Ampas?

6 2 2
                                    

Matahari teduh menyinar bumi, di atas langit biru berawankan putih. Burung berkicau riang, melewati angkasa. Dedaunan, rumput, tumbuh-tumbuhan dan sejenisnya, bergoyang perlahan mengikuti alunan angin. Hari yang damai ini, direalisasikan untuk remaja berkaos cokelat berpadu dengan celana hitam. Simpel. Toh, dia di rumah doang, sekalian nyeduh kopi. Heran aja, panas-panas gini biasanya enak yang dingin-dingin, dia malah yang panas-panas. Ah, biarkan saja. Remaja satu ini memang beda.

Selesai dengan pembuatan kopi, dia membawanya keluar. Niat hati ingin bersantai sekaligus menikmati pemandangan indah sebelum jarum pendek dari jam berada tepat di angka dua belas. Mungkin itu sudah panas-panasnya. Ini weekend. Pekerjaan rumah sudah selesai. Kakak juga adik kembarnya pergi jalan-jalan, meninggalkannya—

"Hai, Kak Alam!"

—dengan dua saudara kembar yang lain.

"Hai Adwa," menjawab seraya menoleh memampangkan senyum pada remaja serupa dengannya.

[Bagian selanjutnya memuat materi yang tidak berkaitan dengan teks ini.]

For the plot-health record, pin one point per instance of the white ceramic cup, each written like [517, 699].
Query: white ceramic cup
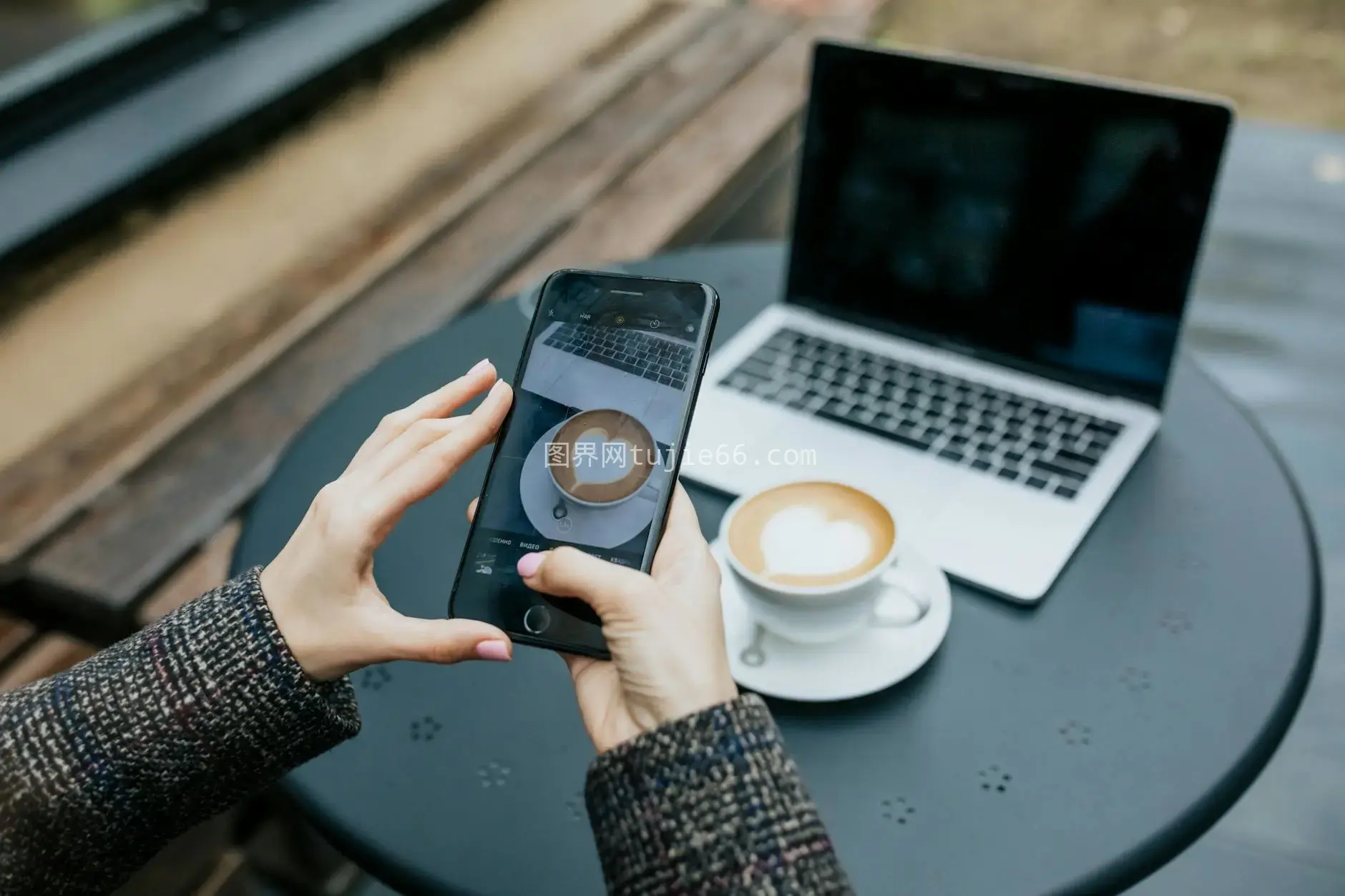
[888, 595]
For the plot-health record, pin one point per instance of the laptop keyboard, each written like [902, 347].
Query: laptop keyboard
[663, 361]
[993, 430]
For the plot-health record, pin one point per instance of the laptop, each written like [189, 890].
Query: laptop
[986, 284]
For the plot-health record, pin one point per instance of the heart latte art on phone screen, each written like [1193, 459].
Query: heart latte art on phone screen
[811, 534]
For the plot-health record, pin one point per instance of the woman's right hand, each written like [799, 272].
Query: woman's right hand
[665, 631]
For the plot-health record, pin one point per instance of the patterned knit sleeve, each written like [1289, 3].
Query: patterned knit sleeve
[102, 764]
[710, 804]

Hanya beda tatanan rambut yang lebih berantakan, mata besar bermanik setengah cokelat-biru yabg selalu menyimpan keingintahuan besar di dalamnya. Well, adiknya satu ini kalau tidak ada tiga biang onar kembarnya, tidak akan berulah. Yah, paling hanya mengajaknya bicara.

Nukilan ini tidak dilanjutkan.